Attenuated total reflection–Fourier transform infrared (ATR-FTIR) spectra were recorded on an FTIR spectrometer (Tensor II, Bruker, Germany) to validate the presence of ECM proteins on the surface of BSAMA cryogels. Samples were freeze-dried for 24 h, and then scanned over the wavenumber range of 1000–4000 cm−1 using a 4 cm−1 resolution and an average of 128 scans. Moreover, immunofluorescence microscopy was used to visualize the distribution of collagen type I and fibronectin on the surface of cryogels. Briefly, the ECM-coated BSAMA cryogels were fixed with 4% paraformaldehyde (PFA) for 5 min, and incubated in a 1% (w/v) bovine serum albumin blocking solution for 1 h at 4 °C. B5-C, B5-F, and B5-CF were successively incubated (4 °C, overnight) with either rabbit anti-collagen type I primary antibody (1:100, Affinity Biosciences, Cincinnati, OH, USA) or mouse anti-fibronectin primary antibody (1:100, Affinity Biosciences). Afterwards, samples were washed with PBS three times to remove unbound primary antibodies. After that, samples were incubated with either goat anti-rabbit secondary antibody conjugated with DyLight 488 (1:50, Earthox, Millbrae, CA, USA) or goat anti-mouse secondary antibody conjugated with DyLight 594 (1:50, Earthox) at room temperature for 2 h. Finally, samples were washed with PBS three times and observed using a confocal laser scanning microscope (Nikon A1, Tokyo, Japan).

4.5. Cell Viability

The cell viability of BSAMA cryogel samples (B5, B5-C, B5-F, and B5-CF) was evaluated qualitatively by a Live/Dead Cell Viability/Cytotoxicity Kit according to the manufacturer’s protocol. Briefly, 2 μM calcein-acetomethoxy (calcein-AM) was used to stain live cells as green, and 4 μM ethidium homodimer-1 (EthD-1) was used to stain dead cells as red. After a 1 h incubation at 37 °C with 5% CO2, samples were observed with a confocal laser scanning microscope (Nikon A1, Tokyo, Japan). In addition, a Cell Counting Kit-8 (CCK-8; Dojindo Molecular Technologies, Rockville, MD, USA) assay was used to evaluate the cell proliferation of cell-laden BSAMA cryogels at day 1, day 7, and day 14. Additionally, the morphology of cells inside the scaffolds was observed by SEM.

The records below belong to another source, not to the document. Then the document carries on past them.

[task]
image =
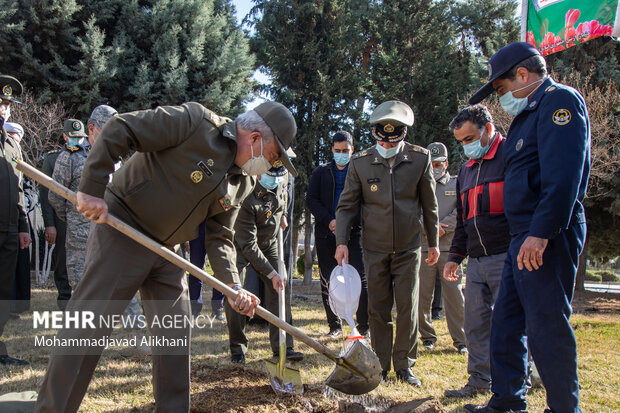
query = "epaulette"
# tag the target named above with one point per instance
(216, 119)
(420, 149)
(361, 154)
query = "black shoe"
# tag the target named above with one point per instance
(8, 360)
(486, 409)
(429, 344)
(291, 355)
(407, 376)
(334, 332)
(237, 358)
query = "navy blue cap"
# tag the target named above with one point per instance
(500, 63)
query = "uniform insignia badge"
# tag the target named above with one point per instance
(225, 203)
(205, 168)
(519, 145)
(196, 176)
(561, 117)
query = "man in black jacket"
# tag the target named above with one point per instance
(481, 234)
(326, 185)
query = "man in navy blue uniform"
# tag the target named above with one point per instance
(547, 161)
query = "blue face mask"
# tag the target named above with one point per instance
(389, 153)
(75, 141)
(269, 182)
(512, 105)
(475, 150)
(342, 159)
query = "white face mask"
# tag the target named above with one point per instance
(256, 165)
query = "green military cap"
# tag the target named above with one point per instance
(439, 152)
(10, 88)
(390, 120)
(282, 123)
(74, 129)
(392, 112)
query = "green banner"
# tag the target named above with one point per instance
(554, 25)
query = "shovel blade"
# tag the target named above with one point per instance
(359, 371)
(287, 382)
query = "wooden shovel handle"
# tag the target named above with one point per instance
(164, 252)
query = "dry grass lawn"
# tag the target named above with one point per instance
(122, 381)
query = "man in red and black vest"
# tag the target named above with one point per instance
(481, 234)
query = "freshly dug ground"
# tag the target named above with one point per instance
(239, 389)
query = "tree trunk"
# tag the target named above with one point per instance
(294, 243)
(581, 269)
(307, 248)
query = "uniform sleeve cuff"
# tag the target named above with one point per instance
(93, 188)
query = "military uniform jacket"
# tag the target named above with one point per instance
(445, 191)
(47, 211)
(256, 227)
(67, 172)
(547, 161)
(182, 173)
(392, 199)
(12, 211)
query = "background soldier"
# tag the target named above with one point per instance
(13, 226)
(67, 172)
(256, 241)
(55, 231)
(394, 183)
(453, 296)
(326, 185)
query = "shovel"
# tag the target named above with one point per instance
(283, 379)
(357, 372)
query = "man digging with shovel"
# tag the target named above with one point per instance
(190, 164)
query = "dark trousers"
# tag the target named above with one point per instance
(20, 299)
(61, 277)
(325, 250)
(197, 255)
(236, 322)
(9, 247)
(533, 307)
(116, 268)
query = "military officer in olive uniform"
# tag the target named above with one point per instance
(451, 290)
(55, 232)
(190, 165)
(256, 241)
(394, 184)
(67, 172)
(14, 232)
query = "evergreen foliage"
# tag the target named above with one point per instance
(134, 54)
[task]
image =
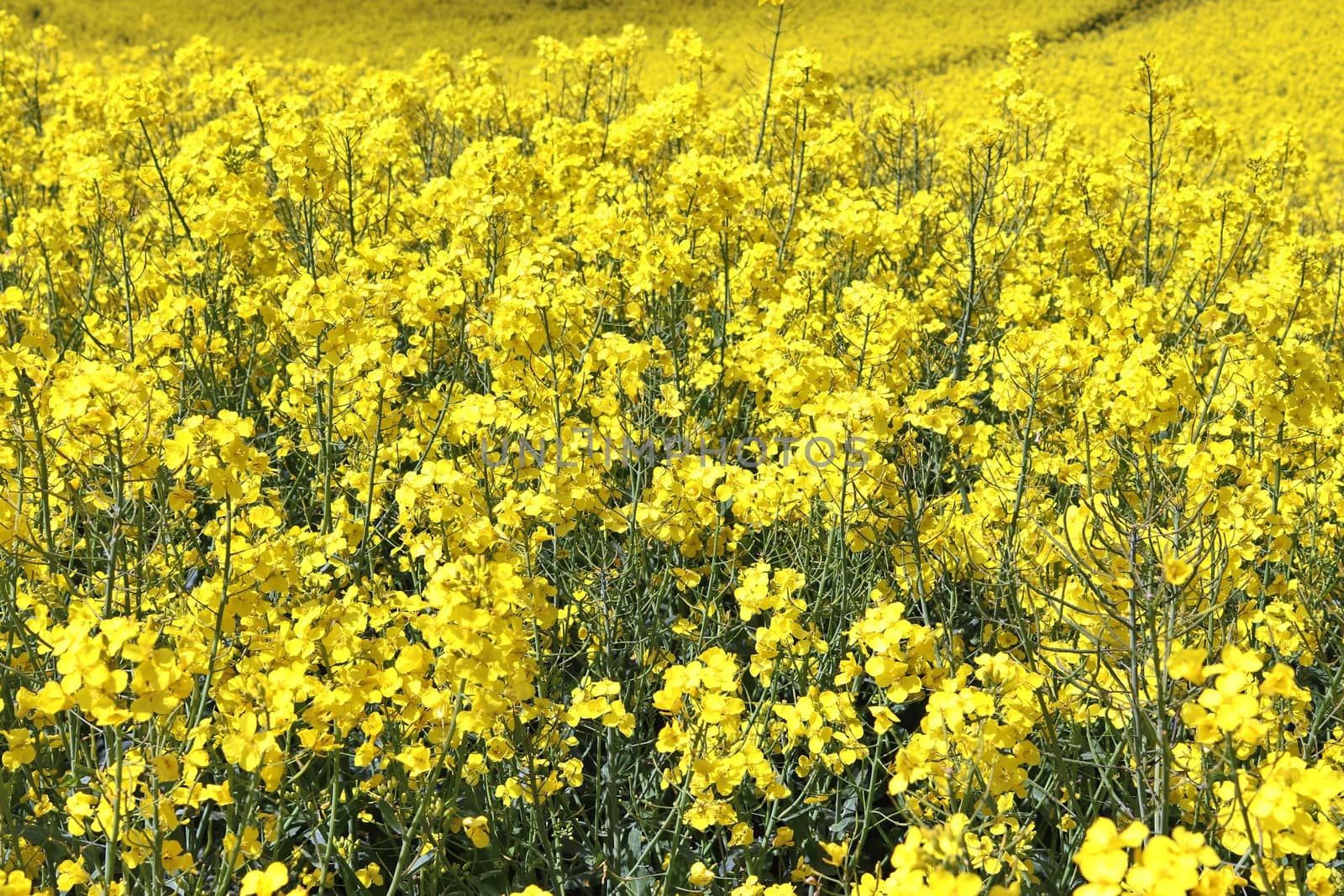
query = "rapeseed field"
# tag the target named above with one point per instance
(730, 448)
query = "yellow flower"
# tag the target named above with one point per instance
(265, 883)
(701, 875)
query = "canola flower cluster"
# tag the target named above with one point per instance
(275, 624)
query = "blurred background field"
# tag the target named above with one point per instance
(1247, 60)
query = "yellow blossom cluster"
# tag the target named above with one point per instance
(428, 479)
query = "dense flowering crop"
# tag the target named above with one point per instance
(423, 481)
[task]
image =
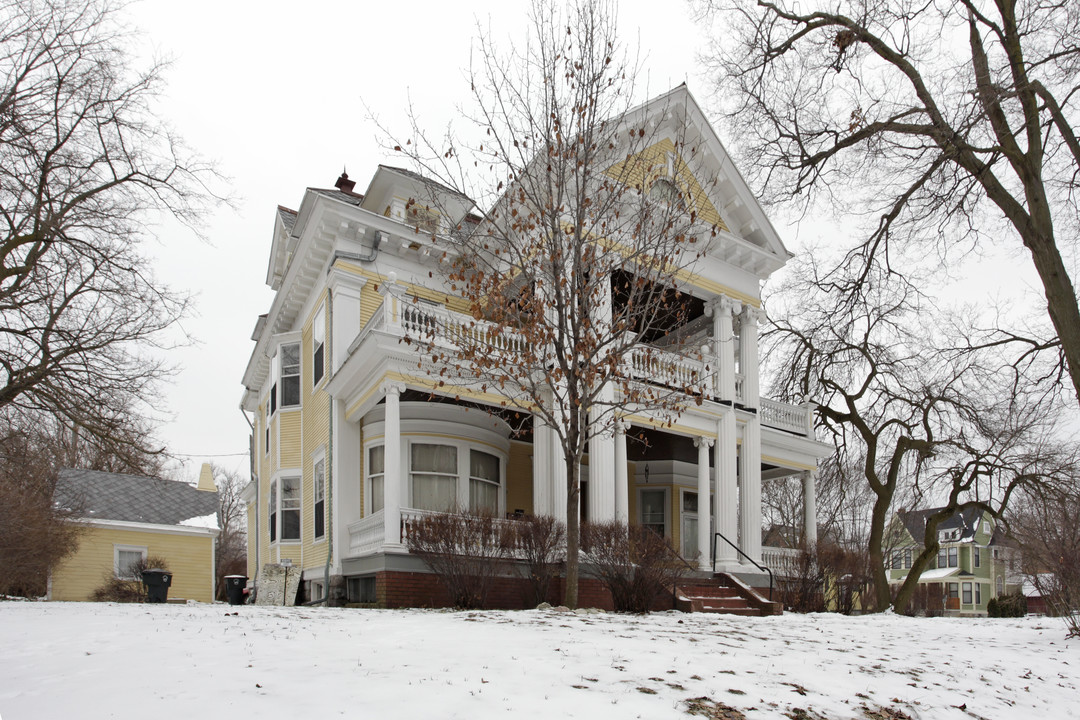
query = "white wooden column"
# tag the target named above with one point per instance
(541, 466)
(557, 479)
(810, 507)
(602, 419)
(704, 526)
(747, 356)
(346, 479)
(726, 499)
(724, 343)
(621, 476)
(393, 485)
(602, 464)
(750, 490)
(345, 312)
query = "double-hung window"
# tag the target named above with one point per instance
(272, 511)
(483, 483)
(376, 465)
(291, 508)
(129, 560)
(320, 499)
(318, 342)
(289, 356)
(284, 508)
(434, 476)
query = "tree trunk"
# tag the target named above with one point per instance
(1061, 300)
(572, 531)
(882, 596)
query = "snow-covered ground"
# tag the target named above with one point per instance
(198, 662)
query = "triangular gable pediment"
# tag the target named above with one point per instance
(689, 152)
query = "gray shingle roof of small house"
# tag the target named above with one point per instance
(967, 521)
(95, 494)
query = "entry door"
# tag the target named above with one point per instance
(689, 525)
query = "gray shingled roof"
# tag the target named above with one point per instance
(351, 198)
(99, 496)
(967, 521)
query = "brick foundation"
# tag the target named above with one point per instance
(421, 589)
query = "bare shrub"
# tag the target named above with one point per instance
(802, 582)
(849, 578)
(34, 534)
(634, 562)
(129, 588)
(466, 549)
(540, 541)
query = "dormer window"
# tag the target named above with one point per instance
(424, 218)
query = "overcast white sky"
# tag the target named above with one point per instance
(277, 93)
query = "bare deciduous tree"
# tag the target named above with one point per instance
(1044, 526)
(230, 549)
(921, 418)
(84, 163)
(945, 125)
(572, 274)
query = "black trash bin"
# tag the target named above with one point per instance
(234, 588)
(157, 584)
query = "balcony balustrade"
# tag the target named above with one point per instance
(436, 324)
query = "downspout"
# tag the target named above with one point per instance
(255, 479)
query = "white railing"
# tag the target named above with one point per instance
(366, 534)
(782, 560)
(669, 369)
(782, 416)
(436, 324)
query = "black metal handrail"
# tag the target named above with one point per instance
(753, 561)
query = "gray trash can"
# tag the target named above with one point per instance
(234, 588)
(157, 583)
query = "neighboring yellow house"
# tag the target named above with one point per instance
(130, 518)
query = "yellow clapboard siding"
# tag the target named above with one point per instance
(190, 558)
(315, 436)
(289, 437)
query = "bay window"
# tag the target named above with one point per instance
(483, 483)
(434, 474)
(441, 477)
(376, 465)
(284, 510)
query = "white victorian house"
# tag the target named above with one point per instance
(351, 440)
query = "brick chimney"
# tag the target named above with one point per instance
(343, 184)
(206, 479)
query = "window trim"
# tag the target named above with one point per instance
(463, 446)
(118, 548)
(319, 347)
(319, 459)
(640, 506)
(277, 510)
(291, 376)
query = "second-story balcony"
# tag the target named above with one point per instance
(429, 323)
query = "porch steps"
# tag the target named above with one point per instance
(724, 595)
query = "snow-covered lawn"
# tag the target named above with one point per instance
(196, 662)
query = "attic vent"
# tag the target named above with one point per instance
(343, 184)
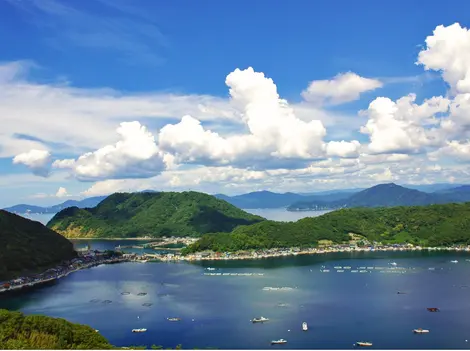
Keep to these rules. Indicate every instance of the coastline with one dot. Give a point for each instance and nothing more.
(277, 253)
(17, 287)
(111, 239)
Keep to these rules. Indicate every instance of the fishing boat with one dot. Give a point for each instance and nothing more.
(140, 330)
(364, 343)
(174, 319)
(277, 342)
(420, 331)
(259, 320)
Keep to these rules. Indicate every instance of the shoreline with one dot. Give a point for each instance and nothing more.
(32, 284)
(111, 239)
(196, 257)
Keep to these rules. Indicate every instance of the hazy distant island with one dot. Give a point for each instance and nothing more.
(433, 225)
(385, 195)
(330, 199)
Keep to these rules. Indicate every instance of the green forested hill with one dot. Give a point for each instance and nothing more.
(20, 332)
(432, 225)
(151, 214)
(29, 246)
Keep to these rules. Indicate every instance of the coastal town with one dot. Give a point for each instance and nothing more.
(84, 259)
(87, 258)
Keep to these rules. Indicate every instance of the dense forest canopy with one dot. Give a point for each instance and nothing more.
(433, 225)
(34, 332)
(28, 245)
(127, 215)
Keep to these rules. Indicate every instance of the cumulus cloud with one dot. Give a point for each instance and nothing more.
(454, 149)
(38, 161)
(135, 155)
(274, 129)
(61, 192)
(401, 126)
(342, 88)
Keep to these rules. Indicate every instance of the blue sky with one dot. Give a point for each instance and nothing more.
(72, 71)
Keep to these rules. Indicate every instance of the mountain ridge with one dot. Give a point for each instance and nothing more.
(128, 215)
(385, 195)
(29, 246)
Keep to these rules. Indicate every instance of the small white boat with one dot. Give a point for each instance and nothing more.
(259, 320)
(420, 331)
(140, 330)
(364, 343)
(174, 319)
(277, 342)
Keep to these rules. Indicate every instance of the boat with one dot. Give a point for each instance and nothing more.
(364, 343)
(174, 319)
(141, 330)
(277, 342)
(259, 320)
(420, 331)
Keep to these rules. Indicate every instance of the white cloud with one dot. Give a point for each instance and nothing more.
(274, 130)
(80, 120)
(38, 161)
(61, 192)
(454, 149)
(136, 155)
(400, 127)
(343, 148)
(448, 51)
(342, 88)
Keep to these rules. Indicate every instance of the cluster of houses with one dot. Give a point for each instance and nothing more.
(85, 259)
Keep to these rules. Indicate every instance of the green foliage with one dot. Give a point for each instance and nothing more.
(435, 225)
(34, 332)
(152, 214)
(28, 246)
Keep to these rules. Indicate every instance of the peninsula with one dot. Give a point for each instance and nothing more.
(433, 226)
(29, 247)
(129, 215)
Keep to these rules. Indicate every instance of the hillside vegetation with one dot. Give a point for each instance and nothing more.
(127, 215)
(432, 225)
(34, 332)
(28, 246)
(384, 195)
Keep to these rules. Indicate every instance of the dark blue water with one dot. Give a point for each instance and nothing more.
(340, 308)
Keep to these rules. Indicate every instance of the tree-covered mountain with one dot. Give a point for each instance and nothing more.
(128, 215)
(28, 246)
(33, 332)
(384, 195)
(432, 225)
(24, 208)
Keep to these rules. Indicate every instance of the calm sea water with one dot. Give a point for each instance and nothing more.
(340, 308)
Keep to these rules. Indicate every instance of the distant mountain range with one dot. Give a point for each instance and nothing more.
(386, 195)
(88, 202)
(381, 195)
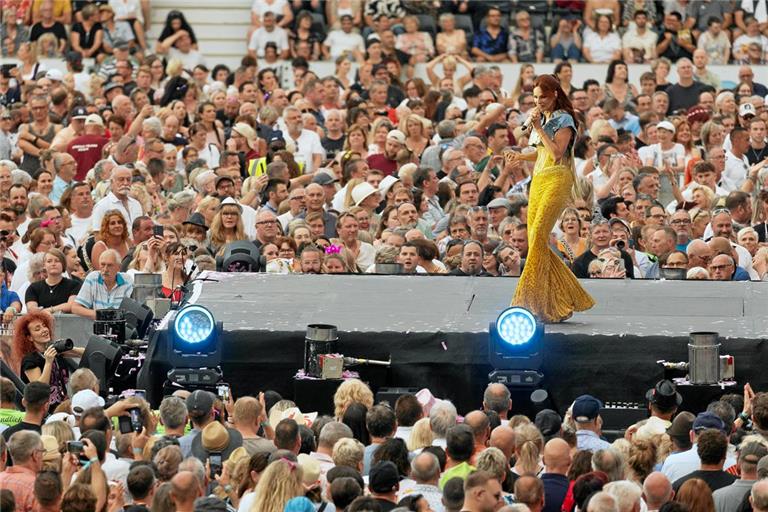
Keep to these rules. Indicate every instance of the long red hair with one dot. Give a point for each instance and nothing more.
(22, 345)
(549, 84)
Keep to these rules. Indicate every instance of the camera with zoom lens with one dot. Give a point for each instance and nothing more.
(62, 346)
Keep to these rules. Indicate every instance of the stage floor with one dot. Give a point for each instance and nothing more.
(435, 330)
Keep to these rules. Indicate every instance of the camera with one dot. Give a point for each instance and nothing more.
(215, 463)
(62, 346)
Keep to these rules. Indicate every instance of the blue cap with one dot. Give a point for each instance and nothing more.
(586, 408)
(707, 420)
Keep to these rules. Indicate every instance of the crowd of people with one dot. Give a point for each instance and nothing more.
(203, 452)
(139, 158)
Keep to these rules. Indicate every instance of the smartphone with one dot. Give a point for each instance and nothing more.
(215, 463)
(124, 424)
(135, 418)
(78, 448)
(223, 392)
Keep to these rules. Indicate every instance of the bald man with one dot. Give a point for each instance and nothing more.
(481, 428)
(185, 489)
(557, 460)
(657, 490)
(529, 490)
(503, 438)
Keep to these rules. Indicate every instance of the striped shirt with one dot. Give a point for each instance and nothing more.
(94, 294)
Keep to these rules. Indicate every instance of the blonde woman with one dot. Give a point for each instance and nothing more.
(528, 446)
(421, 435)
(280, 482)
(351, 391)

4.6. Immunofluorescence Staining

Immunofluorescence staining of intracellular albumin and CYP3A4 was conducted to examine a liver cell-specific function within the BSAMA cryogels. At day 1, day 7, and day 14, cell-laden samples were washed with PBS for three times, and fixed with 4% paraformaldehyde (PFA) for 5 min, and then blocked and permeated with TritonX-100 (0.1% w/v) in a BSA solution (1% w/v in PBS) for 1 h at 4 °C. The samples were incubated with either rabbit anti-albumin primary antibody (1:100, Affinity Biosciences) or mouse anti-CYP3A4 primary antibody (1:100, Affinity Biosciences) in a BSA solution (1% w/v) at 4 °C overnight. After that, these samples were washed with PBS for three times and incubated with either goat anti-rabbit secondary antibody or goat anti-mouse secondary antibody, both conjugated with DyLight 488 (1:50, Earthox), for 2 h at room temperature. Before the images of cross-sections were captured, these samples were split in the middle of the surface vertically. Confocal microscopic images of CYP3A4 and albumin expression were obtained with a confocal laser scanning microscope (Nikon A1, Tokyo, Japan).

4.7. Reverse Transcription–Quantitative Real-Time Polymerase Chain Reaction for Liver Cell Functionality

RT-PCR was used to determine the expression of some liver-specific functional and regulatory genes at day 14. After the 14-day culture, total RNA was isolated and separated from DNA and proteins after extraction with a Trizol solution (500 µL in each sample). Each sample in the Trizol solution was centrifuged at 12,000 rpm for 10 min at 4 °C. Afterwards, total RNA remained in the upper aqueous phase while most of the DNA and proteins remained either in the interphase or in the lower organic phase. The amount of total RNA was measured by a DS-11 spectrophotometer (DeNovix, Wilmington, NC, USA). Then, total RNA was reversed to complementary DNA (cDNA) on a thermal cycler (T 100, Bio-Rad, USA). cDNA was amplified using specific primers and TB Green Premix Ex Taq on a real-time PCR detection system (LightCycler 96, Roche, Switzerland). Briefly, real-time PCR was performed at 95 °C for 15 min, and then it was denatured at 95 °C for 5 s, extended at 60 °C for 30 s, and annealed at 72 °C for 15 s, and was cycled 40 times. The melting curve was prepared from 75 °C to 95 °C with a temperature increase of 1 °C every 20 s [76]. The results were analyzed by the 2−ΔΔCT method. The expression level of each gene was normalized to the expression level of glyceraldehyde-3-phosphate dehydrogenase (GAPDH). The specific primer sequences used for cDNA amplification were selected from the literature shown in Table S2 [58].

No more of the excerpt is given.